Les partis engagés dans les élections législatives algériennes s’apprêtent à contester les résultats provisoires devant la Cour constitutionnelle, dernière étape d’un processus électoral marqué par une faible participation et une recomposition limitée du paysage parlementaire.
Après la clôture du scrutin législatif du 2 juillet, la procédure entre désormais dans sa phase contentieuse. Dans l’attente de la proclamation des résultats provisoires par l’Autorité nationale indépendante des élections (Anie), les partis politiques préparent des recours devant la Cour constitutionnelle, seule habilitée à statuer définitivement sur les contestations électorales.
Conformément à la législation en vigueur, les recours peuvent être déposés dans les dix jours suivant la publication des résultats provisoires. La Cour constitutionnelle examinera d’abord leur recevabilité avant d’engager, le cas échéant, une procédure contradictoire. Elle pourra confirmer les résultats, les rectifier en proclamant un autre candidat élu ou, dans certains cas, annuler l’élection dans une circonscription. Ses décisions sont définitives et ne peuvent faire l’objet d’aucun appel.
Cette séquence judiciaire intervient dans un contexte particulier.

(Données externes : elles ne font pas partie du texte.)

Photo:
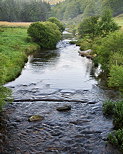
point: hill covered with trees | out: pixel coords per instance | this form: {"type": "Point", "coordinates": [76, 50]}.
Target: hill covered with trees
{"type": "Point", "coordinates": [24, 10]}
{"type": "Point", "coordinates": [70, 9]}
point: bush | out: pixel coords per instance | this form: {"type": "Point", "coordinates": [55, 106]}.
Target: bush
{"type": "Point", "coordinates": [58, 23]}
{"type": "Point", "coordinates": [88, 27]}
{"type": "Point", "coordinates": [94, 26]}
{"type": "Point", "coordinates": [118, 115]}
{"type": "Point", "coordinates": [46, 34]}
{"type": "Point", "coordinates": [116, 138]}
{"type": "Point", "coordinates": [107, 47]}
{"type": "Point", "coordinates": [108, 108]}
{"type": "Point", "coordinates": [114, 109]}
{"type": "Point", "coordinates": [116, 77]}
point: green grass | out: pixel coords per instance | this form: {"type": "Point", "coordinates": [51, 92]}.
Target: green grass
{"type": "Point", "coordinates": [119, 20]}
{"type": "Point", "coordinates": [15, 45]}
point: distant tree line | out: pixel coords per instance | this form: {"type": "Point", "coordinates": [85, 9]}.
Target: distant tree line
{"type": "Point", "coordinates": [27, 11]}
{"type": "Point", "coordinates": [70, 9]}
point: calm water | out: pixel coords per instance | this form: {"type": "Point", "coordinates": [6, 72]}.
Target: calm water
{"type": "Point", "coordinates": [58, 74]}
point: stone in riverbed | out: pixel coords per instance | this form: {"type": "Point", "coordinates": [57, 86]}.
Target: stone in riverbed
{"type": "Point", "coordinates": [64, 108]}
{"type": "Point", "coordinates": [35, 118]}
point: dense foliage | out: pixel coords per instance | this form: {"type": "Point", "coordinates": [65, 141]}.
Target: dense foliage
{"type": "Point", "coordinates": [95, 26]}
{"type": "Point", "coordinates": [109, 52]}
{"type": "Point", "coordinates": [58, 23]}
{"type": "Point", "coordinates": [20, 10]}
{"type": "Point", "coordinates": [70, 9]}
{"type": "Point", "coordinates": [115, 109]}
{"type": "Point", "coordinates": [46, 34]}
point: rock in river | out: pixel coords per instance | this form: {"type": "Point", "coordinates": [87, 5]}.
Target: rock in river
{"type": "Point", "coordinates": [35, 118]}
{"type": "Point", "coordinates": [64, 108]}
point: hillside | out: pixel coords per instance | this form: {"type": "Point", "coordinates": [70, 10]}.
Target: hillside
{"type": "Point", "coordinates": [70, 9]}
{"type": "Point", "coordinates": [53, 2]}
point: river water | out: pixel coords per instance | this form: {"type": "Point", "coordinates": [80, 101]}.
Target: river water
{"type": "Point", "coordinates": [60, 74]}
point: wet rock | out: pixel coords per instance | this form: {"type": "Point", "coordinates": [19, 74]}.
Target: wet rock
{"type": "Point", "coordinates": [64, 108]}
{"type": "Point", "coordinates": [77, 122]}
{"type": "Point", "coordinates": [35, 118]}
{"type": "Point", "coordinates": [93, 102]}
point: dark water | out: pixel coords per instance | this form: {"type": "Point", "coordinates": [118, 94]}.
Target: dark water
{"type": "Point", "coordinates": [57, 74]}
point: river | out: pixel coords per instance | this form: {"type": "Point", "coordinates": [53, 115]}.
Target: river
{"type": "Point", "coordinates": [52, 78]}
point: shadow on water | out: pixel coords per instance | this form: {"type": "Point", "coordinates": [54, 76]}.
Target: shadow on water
{"type": "Point", "coordinates": [57, 74]}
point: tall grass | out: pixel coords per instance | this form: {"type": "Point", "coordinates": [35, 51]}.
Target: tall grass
{"type": "Point", "coordinates": [14, 48]}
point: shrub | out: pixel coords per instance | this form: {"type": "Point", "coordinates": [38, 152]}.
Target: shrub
{"type": "Point", "coordinates": [88, 27]}
{"type": "Point", "coordinates": [116, 138]}
{"type": "Point", "coordinates": [114, 109]}
{"type": "Point", "coordinates": [107, 47]}
{"type": "Point", "coordinates": [58, 23]}
{"type": "Point", "coordinates": [118, 115]}
{"type": "Point", "coordinates": [108, 108]}
{"type": "Point", "coordinates": [116, 77]}
{"type": "Point", "coordinates": [46, 34]}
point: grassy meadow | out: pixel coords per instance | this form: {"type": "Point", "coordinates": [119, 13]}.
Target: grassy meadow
{"type": "Point", "coordinates": [14, 48]}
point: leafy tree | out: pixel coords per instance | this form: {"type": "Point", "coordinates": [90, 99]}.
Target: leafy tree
{"type": "Point", "coordinates": [28, 10]}
{"type": "Point", "coordinates": [95, 26]}
{"type": "Point", "coordinates": [46, 34]}
{"type": "Point", "coordinates": [57, 22]}
{"type": "Point", "coordinates": [106, 23]}
{"type": "Point", "coordinates": [89, 27]}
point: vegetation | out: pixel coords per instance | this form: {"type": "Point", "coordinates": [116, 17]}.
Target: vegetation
{"type": "Point", "coordinates": [70, 9]}
{"type": "Point", "coordinates": [116, 138]}
{"type": "Point", "coordinates": [46, 34]}
{"type": "Point", "coordinates": [14, 47]}
{"type": "Point", "coordinates": [97, 27]}
{"type": "Point", "coordinates": [115, 109]}
{"type": "Point", "coordinates": [109, 52]}
{"type": "Point", "coordinates": [58, 23]}
{"type": "Point", "coordinates": [24, 10]}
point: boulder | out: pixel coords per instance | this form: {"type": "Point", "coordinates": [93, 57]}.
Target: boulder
{"type": "Point", "coordinates": [64, 108]}
{"type": "Point", "coordinates": [35, 118]}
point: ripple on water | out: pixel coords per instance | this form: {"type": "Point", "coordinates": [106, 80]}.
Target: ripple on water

Les résultats provisoires communiqués par les formations politiques dessinent une Assemblée populaire nationale (APN) dominée par les partis de la majorité présidentielle, tandis que le scrutin a été marqué par une participation provisoire de 20,79 %, un niveau historiquement faible qui traduit la persistance d’une forte abstention. Si les recours pourraient modifier marginalement la répartition des sièges, ils ne devraient pas remettre en cause les grands équilibres politiques issus des urnes.
Selon les résultats provisoires, le Front de libération nationale (FLN) demeure la première force parlementaire avec 84 sièges, contre 94 lors de la précédente législature. Malgré ce recul, le parti conserve une position dominante qui pourrait lui permettre de retrouver la présidence de l’Assemblée nationale, perdue en 2019, ainsi que le contrôle de plusieurs commissions permanentes.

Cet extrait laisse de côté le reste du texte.